I thought I’d try to get some practice in and start this month, buying veggies and fruits that are on sale at the grocery store and trying not to buy stuff that is out of season. It’s harder than I thought it would be. I normally love making lists and planning what we’ll eat but I’m finding myself somewhat stumped this time around, trying to evaluate if what I’m thinking of making requires ingredients that are out of season or not. Maybe I’m thinking about it too deeply.

Looking at the grocery store sales paper; I had mixed feelings of what was on sale. Some things are great- like the organic oranges and lemons, but they still come from far away places like Mexico and Florida, which isn’t local by any means. Bananas are on sale, and we’ll buy them because they are cheap ($0.49 a lb!) and delicious, even though they are not from anywhere close by. And if we don’t eat them all, I can freeze them or make banana bread. yum!

Other things, like apples; are getting more expensive at the grocery store as the supply is beginning to dwindle. And honestly, apples at this time of year are not always that good- they can be mealy or over ripe and taste weird. But I love my peanut butter and apple slices and am sad that I have to wait until next fall to eat them again. Since I live in Washington, apples are always around…they just shoot WAY up in price, especially for organic ones. And paying $4 a pound is not my favorite thing to do, so we’ll probably cut back on the apples and peanut butter snacks and substitute something that is less expensive.

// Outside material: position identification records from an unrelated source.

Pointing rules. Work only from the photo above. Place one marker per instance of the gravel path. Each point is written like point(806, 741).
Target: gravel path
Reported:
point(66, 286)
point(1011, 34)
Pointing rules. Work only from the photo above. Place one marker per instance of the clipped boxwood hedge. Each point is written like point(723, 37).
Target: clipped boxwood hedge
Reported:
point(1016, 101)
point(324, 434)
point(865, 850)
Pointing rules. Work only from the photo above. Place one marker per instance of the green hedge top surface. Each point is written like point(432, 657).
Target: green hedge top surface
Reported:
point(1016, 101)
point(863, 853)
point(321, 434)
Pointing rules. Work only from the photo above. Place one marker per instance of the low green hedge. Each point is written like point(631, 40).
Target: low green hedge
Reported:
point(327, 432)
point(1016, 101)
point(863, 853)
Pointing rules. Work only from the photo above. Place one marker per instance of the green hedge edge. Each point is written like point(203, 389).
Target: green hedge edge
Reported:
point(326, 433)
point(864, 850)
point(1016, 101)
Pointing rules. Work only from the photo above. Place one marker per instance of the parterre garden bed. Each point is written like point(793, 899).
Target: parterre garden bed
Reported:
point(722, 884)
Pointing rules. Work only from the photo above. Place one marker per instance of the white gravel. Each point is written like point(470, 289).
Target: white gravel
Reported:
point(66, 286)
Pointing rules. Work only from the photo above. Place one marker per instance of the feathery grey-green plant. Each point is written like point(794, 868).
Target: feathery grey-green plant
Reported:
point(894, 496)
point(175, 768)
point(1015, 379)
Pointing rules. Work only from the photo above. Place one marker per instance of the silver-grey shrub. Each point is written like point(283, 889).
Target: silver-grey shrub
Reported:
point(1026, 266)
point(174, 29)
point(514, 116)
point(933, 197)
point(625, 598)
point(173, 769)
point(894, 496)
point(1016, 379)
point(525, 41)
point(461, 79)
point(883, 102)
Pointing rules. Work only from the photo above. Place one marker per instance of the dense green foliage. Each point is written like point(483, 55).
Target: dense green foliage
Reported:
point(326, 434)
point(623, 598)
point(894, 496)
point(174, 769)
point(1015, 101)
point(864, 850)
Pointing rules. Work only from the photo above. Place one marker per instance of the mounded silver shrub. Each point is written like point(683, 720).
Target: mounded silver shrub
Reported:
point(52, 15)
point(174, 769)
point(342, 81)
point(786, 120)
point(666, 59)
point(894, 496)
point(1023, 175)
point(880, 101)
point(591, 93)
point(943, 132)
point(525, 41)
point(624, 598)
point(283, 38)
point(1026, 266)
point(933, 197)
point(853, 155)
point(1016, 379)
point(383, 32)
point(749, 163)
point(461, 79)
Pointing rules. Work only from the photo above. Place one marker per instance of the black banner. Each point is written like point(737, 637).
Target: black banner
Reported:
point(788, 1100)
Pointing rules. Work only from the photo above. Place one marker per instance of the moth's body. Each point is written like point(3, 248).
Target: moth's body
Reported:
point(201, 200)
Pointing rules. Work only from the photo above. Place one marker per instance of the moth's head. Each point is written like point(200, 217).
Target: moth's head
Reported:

Broccoli is on sale, and we’ll get some of it for salads and as a side, and I like to have carrots and potatoes on hand for impromptu days of rain, which calls for chicken soup. But other than that, I’m having trouble.

So…could you help me out?

There are tons of greens that are in season right now- kale, spinach, lettuce, chard, Asian greens like bok choy. I’ll have to learn how to cook the chard/bok choy. I have no idea how to prepare them! So….if you know how to eat them and make them delicious, could you help me out and post a link or a recipe ? I’d SUPER appreciate it!

Also, I’d love to know your favorite spring vegetable and how you eat it, to give me some ideas. 🙂 Thanks!